Já aconteceu, volta a acontecer: agora, o opressor engendra uma “operação especial” para libertar o oprimido. Eis a novilíngua estalinista a operar de novo, e Kundera conhece bem essa gramática: “O primeiro passo na liquidação de um povo é apagar a sua memória. Destrua seus livros, sua cultura, sua história. Então alguém escreva novos livros, fabrique uma nova cultura, invente uma nova história. Em pouco tempo a nação começará a esquecer o que é e o que era ... A luta do homem contra o poder é a luta da memória contra o esquecimento”.

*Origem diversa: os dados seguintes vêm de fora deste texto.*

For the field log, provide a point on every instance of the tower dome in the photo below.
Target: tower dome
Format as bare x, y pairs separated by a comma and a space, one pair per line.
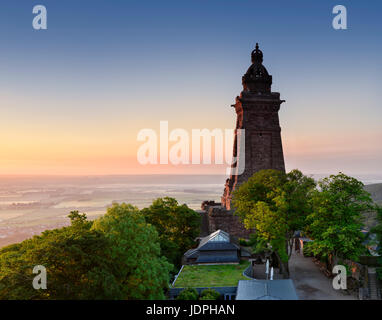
257, 78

Milan Kundera viu os seus livros caçados após a invasão soviética de Praga. Ele próprio acabou por buscar o exílio, adquirindo a nacionalidade francesa em 1975. Foi no lado ocidental que escreveu alguns dos seus melhores romances, todos eles trabalhados como uma metáfora cética da existência, sempre pontilhados de um humor irónico, entendido como variante (ainda) possível da liberdade. Em “A Imortalidade”, publicado em 1990, visto pelos críticos como o mais europeu dos seus romances, encena as ilusões mortais da modernidade, quando o kitsch e a fealdade estão a tomar conta de tudo. Mas, a dada altura, o diálogo de um personagem faz ecoar ainda a lição de Praga: “A verdade é que nada exige do pensamento um esforço maior do que a justificação do não-pensamento. Pude comprová-lo com os meus próprios olhos, depois da guerra, quando os intelectuais e os artistas entravam em rebanho no partido comunista, que a seguir, com grande prazer, os liquidava sistematicamente a todos. Tu estás a fazer exatamente a mesma coisa. És o brilhante aliado dos teus próprios coveiros”.